Si les astronautes doivent saisir de la glace lunaire lors d’une future mission Artemis, cela ne posera pas de problème d’un point de vue juridique, déclare Rossana Deplano, chercheuse à l’Université de Leicester au Royaume-Uni qui a étudié en profondeur l’effet des accords d’Artemis sur droit international de l’espace. “Ce que le Traité sur l’espace extra-atmosphérique permet, c’est d’utiliser des ressources si c’est pour soutenir une mission scientifique. Les missions Artemis sont par définition des missions scientifiques, il n’y a donc rien d’illégal pour les États-Unis ou d’autres partenaires internationaux qui y participent », dit-elle.
Mais le traité stipule également que l’exploration spatiale doit être menée “pour le bénéfice de tous les peuples”. La NASA et l’Agence spatiale européenne attribuent fréquemment des contrats à des entreprises privées, et certaines d’entre elles participent au programme Artemis. Si ces entreprises ont leurs propres conceptions sur la lune, cela pourrait créer une zone grise juridique. Pour le moment, selon Deplano, rien n’empêche les partenaires de la NASA comme SpaceX ou Blue Origin de développer des technologies tout en utilisant les fonds d’investissement du gouvernement, puis de réutiliser ces technologies séparément, tout en utilisant la glace extrêmement limitée de la lune et les points d’atterrissage souhaitables à leurs propres fins commerciales. .
Cela signifie que les entreprises de pays dotés de programmes spatiaux avancés, comme les États-Unis et leurs partenaires, pourraient prendre une longueur d’avance pour bénéficier de l’exploration lunaire. “Il s’agit essentiellement d’un environnement privilégié, qui permettrait à certaines parties du monde de se développer beaucoup plus rapidement que d’autres, en développant la technologie et le savoir-faire qui permettraient l’exploitation commerciale de ces ressources”, a déclaré Deplano.

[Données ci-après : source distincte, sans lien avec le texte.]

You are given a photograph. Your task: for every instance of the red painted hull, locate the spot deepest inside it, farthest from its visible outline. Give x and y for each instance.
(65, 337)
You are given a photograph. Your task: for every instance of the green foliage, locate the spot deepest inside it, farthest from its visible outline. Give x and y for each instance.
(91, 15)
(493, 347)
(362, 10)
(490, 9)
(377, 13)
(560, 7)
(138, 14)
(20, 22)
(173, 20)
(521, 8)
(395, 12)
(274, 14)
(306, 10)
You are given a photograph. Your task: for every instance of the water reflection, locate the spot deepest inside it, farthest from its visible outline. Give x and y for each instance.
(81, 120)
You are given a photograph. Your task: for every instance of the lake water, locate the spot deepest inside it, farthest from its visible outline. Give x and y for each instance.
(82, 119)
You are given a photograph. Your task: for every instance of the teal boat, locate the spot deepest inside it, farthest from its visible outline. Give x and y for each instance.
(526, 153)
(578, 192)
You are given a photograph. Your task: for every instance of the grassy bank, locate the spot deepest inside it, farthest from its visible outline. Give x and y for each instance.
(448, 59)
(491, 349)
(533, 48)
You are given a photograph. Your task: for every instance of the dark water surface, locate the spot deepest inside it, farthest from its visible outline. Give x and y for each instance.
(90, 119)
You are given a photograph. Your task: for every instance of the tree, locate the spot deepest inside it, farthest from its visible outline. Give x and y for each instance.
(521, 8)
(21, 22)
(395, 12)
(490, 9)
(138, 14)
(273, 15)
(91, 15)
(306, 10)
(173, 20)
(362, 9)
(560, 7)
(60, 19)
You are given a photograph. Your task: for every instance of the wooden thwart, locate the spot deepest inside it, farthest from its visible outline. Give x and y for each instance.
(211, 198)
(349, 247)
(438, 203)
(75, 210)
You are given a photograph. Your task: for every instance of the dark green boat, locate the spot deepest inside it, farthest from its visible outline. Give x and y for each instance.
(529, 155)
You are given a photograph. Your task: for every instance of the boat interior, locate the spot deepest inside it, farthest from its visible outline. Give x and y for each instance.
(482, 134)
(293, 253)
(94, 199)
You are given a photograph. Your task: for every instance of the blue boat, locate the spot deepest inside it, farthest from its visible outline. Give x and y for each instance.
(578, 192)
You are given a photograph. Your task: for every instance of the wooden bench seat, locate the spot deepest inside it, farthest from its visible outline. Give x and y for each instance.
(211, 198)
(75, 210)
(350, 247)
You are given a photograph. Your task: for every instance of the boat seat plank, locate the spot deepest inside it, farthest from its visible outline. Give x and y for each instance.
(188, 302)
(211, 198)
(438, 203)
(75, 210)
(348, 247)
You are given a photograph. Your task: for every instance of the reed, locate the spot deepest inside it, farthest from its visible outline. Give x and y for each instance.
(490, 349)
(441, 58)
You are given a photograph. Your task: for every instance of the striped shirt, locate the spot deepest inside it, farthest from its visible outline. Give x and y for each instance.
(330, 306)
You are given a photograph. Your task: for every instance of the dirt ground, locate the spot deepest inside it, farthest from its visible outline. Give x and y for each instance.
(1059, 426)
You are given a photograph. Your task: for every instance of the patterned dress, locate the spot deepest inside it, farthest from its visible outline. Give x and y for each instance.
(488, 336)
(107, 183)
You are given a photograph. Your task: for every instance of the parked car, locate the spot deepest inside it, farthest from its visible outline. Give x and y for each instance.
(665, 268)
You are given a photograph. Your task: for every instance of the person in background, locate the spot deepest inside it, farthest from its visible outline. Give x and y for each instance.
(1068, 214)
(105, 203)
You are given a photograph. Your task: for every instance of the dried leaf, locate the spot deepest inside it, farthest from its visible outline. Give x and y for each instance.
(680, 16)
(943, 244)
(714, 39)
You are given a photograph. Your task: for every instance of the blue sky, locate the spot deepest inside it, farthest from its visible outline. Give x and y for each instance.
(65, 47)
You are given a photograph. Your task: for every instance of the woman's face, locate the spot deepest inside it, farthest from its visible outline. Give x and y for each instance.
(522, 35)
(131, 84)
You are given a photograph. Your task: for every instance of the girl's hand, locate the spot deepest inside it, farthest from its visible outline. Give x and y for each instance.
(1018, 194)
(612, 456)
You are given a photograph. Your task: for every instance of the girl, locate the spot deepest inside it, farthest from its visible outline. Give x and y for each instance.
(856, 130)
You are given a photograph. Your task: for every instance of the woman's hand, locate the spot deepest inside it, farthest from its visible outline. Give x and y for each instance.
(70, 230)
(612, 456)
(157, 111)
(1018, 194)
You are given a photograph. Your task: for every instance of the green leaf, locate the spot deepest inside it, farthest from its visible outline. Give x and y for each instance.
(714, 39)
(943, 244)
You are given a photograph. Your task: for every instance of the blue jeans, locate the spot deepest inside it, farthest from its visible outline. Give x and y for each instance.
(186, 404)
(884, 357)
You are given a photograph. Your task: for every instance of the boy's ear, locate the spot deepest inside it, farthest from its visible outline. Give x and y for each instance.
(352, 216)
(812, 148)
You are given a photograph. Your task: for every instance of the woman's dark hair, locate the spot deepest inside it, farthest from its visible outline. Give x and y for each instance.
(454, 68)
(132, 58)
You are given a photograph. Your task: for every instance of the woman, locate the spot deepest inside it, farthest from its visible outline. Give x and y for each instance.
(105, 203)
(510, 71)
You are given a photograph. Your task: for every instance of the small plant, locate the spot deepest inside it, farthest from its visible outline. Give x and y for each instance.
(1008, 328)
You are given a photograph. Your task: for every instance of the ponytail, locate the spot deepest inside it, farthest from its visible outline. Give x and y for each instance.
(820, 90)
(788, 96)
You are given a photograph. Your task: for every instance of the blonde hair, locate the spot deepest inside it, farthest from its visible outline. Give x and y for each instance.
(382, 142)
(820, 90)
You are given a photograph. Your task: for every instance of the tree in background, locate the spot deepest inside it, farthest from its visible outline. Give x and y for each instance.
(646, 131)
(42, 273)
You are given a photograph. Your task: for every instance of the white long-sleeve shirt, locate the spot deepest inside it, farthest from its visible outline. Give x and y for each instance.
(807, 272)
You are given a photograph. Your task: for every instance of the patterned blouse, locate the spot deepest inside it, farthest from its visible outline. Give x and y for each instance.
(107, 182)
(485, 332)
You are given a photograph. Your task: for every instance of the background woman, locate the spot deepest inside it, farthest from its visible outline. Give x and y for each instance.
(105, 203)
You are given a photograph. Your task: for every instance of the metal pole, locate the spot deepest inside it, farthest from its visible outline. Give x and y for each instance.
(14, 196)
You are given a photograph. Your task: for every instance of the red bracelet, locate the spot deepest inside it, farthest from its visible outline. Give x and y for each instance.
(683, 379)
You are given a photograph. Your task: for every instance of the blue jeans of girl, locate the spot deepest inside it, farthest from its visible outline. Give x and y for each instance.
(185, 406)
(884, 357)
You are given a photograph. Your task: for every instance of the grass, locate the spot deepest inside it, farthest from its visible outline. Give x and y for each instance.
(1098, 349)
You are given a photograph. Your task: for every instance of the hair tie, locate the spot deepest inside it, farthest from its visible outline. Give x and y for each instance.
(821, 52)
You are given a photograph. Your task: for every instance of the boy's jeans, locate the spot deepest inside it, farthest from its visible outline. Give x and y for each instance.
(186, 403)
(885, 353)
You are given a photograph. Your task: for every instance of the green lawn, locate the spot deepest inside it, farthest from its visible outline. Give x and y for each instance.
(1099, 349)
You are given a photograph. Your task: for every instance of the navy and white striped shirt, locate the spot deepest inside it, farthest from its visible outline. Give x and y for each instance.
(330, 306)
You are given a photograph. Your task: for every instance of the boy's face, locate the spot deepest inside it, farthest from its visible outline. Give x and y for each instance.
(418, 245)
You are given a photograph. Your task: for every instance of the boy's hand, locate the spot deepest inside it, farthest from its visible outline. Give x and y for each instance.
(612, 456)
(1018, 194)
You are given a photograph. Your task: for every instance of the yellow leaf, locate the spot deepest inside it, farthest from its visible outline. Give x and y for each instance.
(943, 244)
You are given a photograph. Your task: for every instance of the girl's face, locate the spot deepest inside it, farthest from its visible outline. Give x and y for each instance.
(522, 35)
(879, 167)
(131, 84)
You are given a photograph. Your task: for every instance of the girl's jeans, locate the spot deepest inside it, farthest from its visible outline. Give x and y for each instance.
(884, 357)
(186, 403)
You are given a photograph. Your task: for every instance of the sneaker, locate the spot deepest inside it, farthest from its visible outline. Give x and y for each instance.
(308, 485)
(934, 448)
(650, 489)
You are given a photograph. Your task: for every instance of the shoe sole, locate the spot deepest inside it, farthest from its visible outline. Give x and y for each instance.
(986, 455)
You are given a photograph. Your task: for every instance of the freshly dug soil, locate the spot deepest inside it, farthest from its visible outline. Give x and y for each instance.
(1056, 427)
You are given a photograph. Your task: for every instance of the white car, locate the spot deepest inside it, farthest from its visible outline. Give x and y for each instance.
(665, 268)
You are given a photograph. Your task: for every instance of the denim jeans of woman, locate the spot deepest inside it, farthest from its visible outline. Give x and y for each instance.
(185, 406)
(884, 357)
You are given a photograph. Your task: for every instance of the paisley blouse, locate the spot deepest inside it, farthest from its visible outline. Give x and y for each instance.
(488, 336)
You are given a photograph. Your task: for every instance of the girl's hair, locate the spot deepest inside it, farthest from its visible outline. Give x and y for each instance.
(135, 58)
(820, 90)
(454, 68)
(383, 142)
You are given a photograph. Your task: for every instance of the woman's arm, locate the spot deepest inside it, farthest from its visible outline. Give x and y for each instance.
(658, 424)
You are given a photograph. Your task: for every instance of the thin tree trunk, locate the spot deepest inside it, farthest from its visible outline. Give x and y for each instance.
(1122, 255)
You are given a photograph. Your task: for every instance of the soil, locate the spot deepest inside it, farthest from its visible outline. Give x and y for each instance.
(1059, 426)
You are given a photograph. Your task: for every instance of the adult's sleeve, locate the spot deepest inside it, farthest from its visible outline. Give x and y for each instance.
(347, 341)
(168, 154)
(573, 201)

Aganaba prévoit également un éventuel conflit juridique sur l’exploitation minière privée à l’avenir. L’Accord sur la Lune de 1979, qui a été négocié à l’ONU et signé par 18 pays, à commencer par les pays d’Amérique latine et d’Europe de l’Est, impose des limites plus strictes à l’exploitation minière, déclarant que “la lune et ses ressources naturelles sont le patrimoine commun de l’humanité”. .” Cette perspective compliquerait les efforts des entreprises privées pour extraire et utiliser ces ressources. Les États-Unis et la plupart des grandes nations spatiales n’ont pas signé l’Accord sur la Lune, mais Aganaba souligne qu’il a un nombre similaire de signataires des Accords d’Artémis, il est donc difficile de dire lequel aura le plus de poids.
Jessica West, chercheuse en sécurité spatiale à l’institut de recherche Project Ploughshares basé à Waterloo, en Ontario, observera comment les accords d’Artemis s’appliquent dans la pratique lorsqu’il s’agit de protéger la lune elle-même. Les accords incluent une définition étroite des sites «patrimoniaux» à préserver, en particulier les sites d’atterrissage de l’ère Apollo, mais pas le paysage lunaire. Ils appellent également à des pratiques de “durabilité”, qui se limitent à empêcher davantage de débris de s’accumuler en orbite terrestre, mais pas à conserver les ressources spatiales, a déclaré West. Par exemple, ils n’interdisent à personne de parcourir entièrement un cratère à la recherche de glace, de priver les générations futures et les programmes spatiaux moins avancés d’une ressource cruciale, ou de modifier visiblement l’apparence de la lune dans le ciel nocturne.
Et les accords appliquent uniquement le concept de « bénéfices » mondiaux à la science, et non aux bénéfices qu’une entreprise pourrait tirer, par exemple, de l’extraction de la glace lunaire. “Que signifie avoir un bénéfice universel, pour que les choses profitent à toute l’humanité?” demande West. « C’est un principe général, mais il n’est pas dicté dans la pratique. Traditionnellement, cela signifiait le partage d’informations scientifiques, mais cela ne signifiait pas d’avantages financiers.
Alors que les accords d’Artemis reflètent la vision actuelle des États-Unis pour la lune, on ne sait pas comment les futures missions internationales se dérouleront, ou si les inquiétudes concernant les inégalités augmenteront, dit Johnson, du projet de sécurité aérospatiale. « Il y a toujours ce défi du colonialisme et de l’avantage du premier arrivé », dit-elle. “En ce moment, les pays riches ont accès à la Lune et ils établissent les règles. Il n’y a pas beaucoup d’équité là-bas.